In many cases there can be very violent behaviour. We have heard other speakers talk about the ice issue where for ice users the effects of ice are terribly dangerous and cause a very severe reaction whereby they become extremely violent. One only has to recall that terrible, very effective ad on television where that young man who is ice affected comes into an emergency department and headbutts an innocent doctor. There are reports that these people have to be held down by four or five people. These safety concerns that have been raised in our hospitals are all because of this dreadful drug ice. These are the issues that police are dealing with constantly, and they are issues that are very, very concerning to the wider Victorian community.

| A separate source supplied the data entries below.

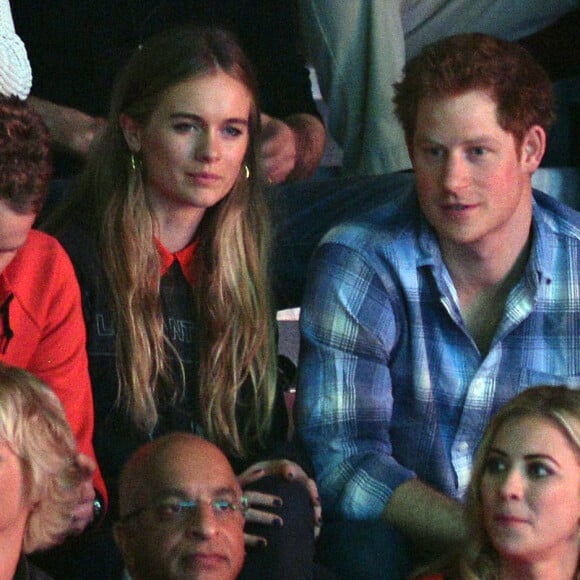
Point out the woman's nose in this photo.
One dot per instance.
(512, 486)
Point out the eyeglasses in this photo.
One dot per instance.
(173, 510)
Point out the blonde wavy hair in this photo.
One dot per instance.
(478, 559)
(232, 297)
(34, 426)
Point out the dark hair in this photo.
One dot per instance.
(230, 260)
(504, 70)
(25, 167)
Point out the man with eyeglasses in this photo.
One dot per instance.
(181, 512)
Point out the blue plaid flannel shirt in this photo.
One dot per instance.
(391, 384)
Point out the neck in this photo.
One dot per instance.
(555, 569)
(11, 551)
(175, 230)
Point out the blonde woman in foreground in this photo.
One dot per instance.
(40, 478)
(523, 504)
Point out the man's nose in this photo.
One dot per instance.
(456, 173)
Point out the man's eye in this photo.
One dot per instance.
(477, 151)
(172, 509)
(495, 465)
(222, 505)
(232, 131)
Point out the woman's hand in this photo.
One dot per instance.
(289, 471)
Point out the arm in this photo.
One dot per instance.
(60, 359)
(70, 130)
(350, 326)
(429, 517)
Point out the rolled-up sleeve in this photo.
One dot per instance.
(344, 402)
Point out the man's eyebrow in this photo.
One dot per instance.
(225, 490)
(527, 456)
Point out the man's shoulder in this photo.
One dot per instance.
(391, 221)
(560, 219)
(40, 260)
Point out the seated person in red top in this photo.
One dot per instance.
(39, 476)
(168, 234)
(41, 322)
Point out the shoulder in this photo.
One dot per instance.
(41, 254)
(390, 228)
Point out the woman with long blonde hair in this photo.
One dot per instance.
(169, 235)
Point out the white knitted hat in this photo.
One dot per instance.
(15, 73)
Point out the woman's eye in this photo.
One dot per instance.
(538, 469)
(495, 465)
(171, 509)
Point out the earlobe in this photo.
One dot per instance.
(132, 133)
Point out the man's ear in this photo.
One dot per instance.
(132, 132)
(533, 148)
(409, 144)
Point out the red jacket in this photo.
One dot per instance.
(42, 330)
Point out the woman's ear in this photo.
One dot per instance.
(533, 148)
(132, 132)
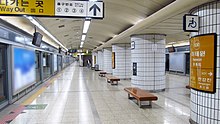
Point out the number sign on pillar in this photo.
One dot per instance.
(203, 50)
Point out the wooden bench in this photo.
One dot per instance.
(102, 74)
(111, 79)
(140, 95)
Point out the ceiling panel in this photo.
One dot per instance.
(119, 16)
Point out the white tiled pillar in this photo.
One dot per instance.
(100, 60)
(107, 57)
(205, 107)
(149, 54)
(94, 58)
(122, 60)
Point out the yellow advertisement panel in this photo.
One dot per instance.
(203, 50)
(113, 60)
(27, 7)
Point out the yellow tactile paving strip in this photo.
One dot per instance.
(41, 90)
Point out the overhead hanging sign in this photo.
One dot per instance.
(51, 8)
(203, 51)
(191, 23)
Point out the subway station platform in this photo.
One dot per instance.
(77, 95)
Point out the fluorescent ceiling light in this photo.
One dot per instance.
(83, 37)
(36, 23)
(86, 26)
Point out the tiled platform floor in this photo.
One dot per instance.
(79, 95)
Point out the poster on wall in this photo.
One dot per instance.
(134, 69)
(113, 60)
(55, 62)
(24, 74)
(203, 49)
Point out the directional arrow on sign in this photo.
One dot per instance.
(94, 8)
(210, 74)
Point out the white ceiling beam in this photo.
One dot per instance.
(171, 10)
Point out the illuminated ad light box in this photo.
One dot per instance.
(55, 62)
(50, 8)
(113, 60)
(24, 74)
(203, 50)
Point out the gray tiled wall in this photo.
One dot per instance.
(205, 107)
(149, 54)
(122, 60)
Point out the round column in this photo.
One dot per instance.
(100, 60)
(205, 107)
(107, 58)
(148, 55)
(122, 60)
(94, 58)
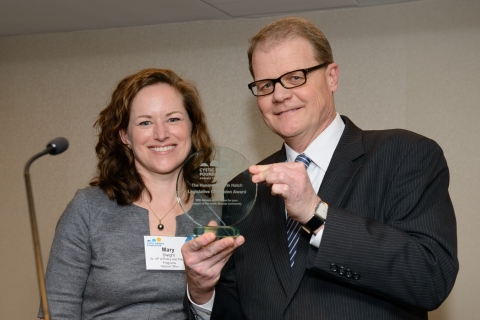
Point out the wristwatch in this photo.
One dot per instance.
(318, 219)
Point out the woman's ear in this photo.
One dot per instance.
(124, 136)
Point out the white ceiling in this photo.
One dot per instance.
(19, 17)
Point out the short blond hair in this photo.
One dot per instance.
(288, 28)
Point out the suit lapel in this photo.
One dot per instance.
(342, 167)
(274, 222)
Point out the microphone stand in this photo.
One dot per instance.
(36, 241)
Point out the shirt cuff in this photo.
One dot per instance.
(317, 238)
(202, 311)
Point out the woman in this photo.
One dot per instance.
(96, 268)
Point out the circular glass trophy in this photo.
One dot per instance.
(217, 183)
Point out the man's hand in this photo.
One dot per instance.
(204, 259)
(290, 181)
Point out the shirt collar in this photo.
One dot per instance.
(320, 151)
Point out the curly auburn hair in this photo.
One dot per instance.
(116, 174)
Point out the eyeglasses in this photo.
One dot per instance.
(289, 80)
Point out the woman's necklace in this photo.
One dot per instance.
(160, 224)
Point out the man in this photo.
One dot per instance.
(379, 236)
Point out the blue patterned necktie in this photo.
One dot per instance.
(293, 226)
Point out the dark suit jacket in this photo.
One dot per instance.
(388, 250)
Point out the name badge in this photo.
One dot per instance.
(163, 253)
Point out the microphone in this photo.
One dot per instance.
(54, 147)
(57, 146)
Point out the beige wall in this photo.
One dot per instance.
(414, 65)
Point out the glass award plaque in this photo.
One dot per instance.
(219, 187)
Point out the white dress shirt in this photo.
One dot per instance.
(320, 151)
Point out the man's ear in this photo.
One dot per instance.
(332, 76)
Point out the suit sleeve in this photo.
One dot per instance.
(400, 239)
(69, 262)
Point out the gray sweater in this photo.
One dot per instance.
(96, 268)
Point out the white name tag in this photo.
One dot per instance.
(163, 253)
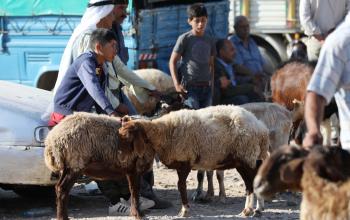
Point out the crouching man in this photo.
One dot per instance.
(83, 86)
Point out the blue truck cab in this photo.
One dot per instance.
(34, 33)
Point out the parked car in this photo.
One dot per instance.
(22, 131)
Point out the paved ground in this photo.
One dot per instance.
(86, 206)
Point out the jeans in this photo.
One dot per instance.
(125, 100)
(198, 97)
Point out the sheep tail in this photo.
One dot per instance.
(50, 160)
(264, 146)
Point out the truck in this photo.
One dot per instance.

Even though we have got a tremendous Victorian police force that I think we are very proud of, our police need additional backup and support. They need those resources required to conduct their work in the community not to have police stations closed, which is what has been done by this government. Police stations have been closed down and police are not available to attend necessary call-outs or necessary situations to protect the Victorian community. With those few words, I support my colleagues, especially Mr O'Donohue, who led the debate and put very relevant arguments to the house in relation to this particular bill.

As has been previously mentioned, the opposition will not be opposing the bill, but I do want to make the point that the family violence royal commission has concluded that there is a desperate and immediate need for police resources to be made available. I am looking forward to the Premier and the Treasurer, Tim Pallas, putting into the budget in just a few days time the necessary additional resources to back up our police men and women right across Victoria.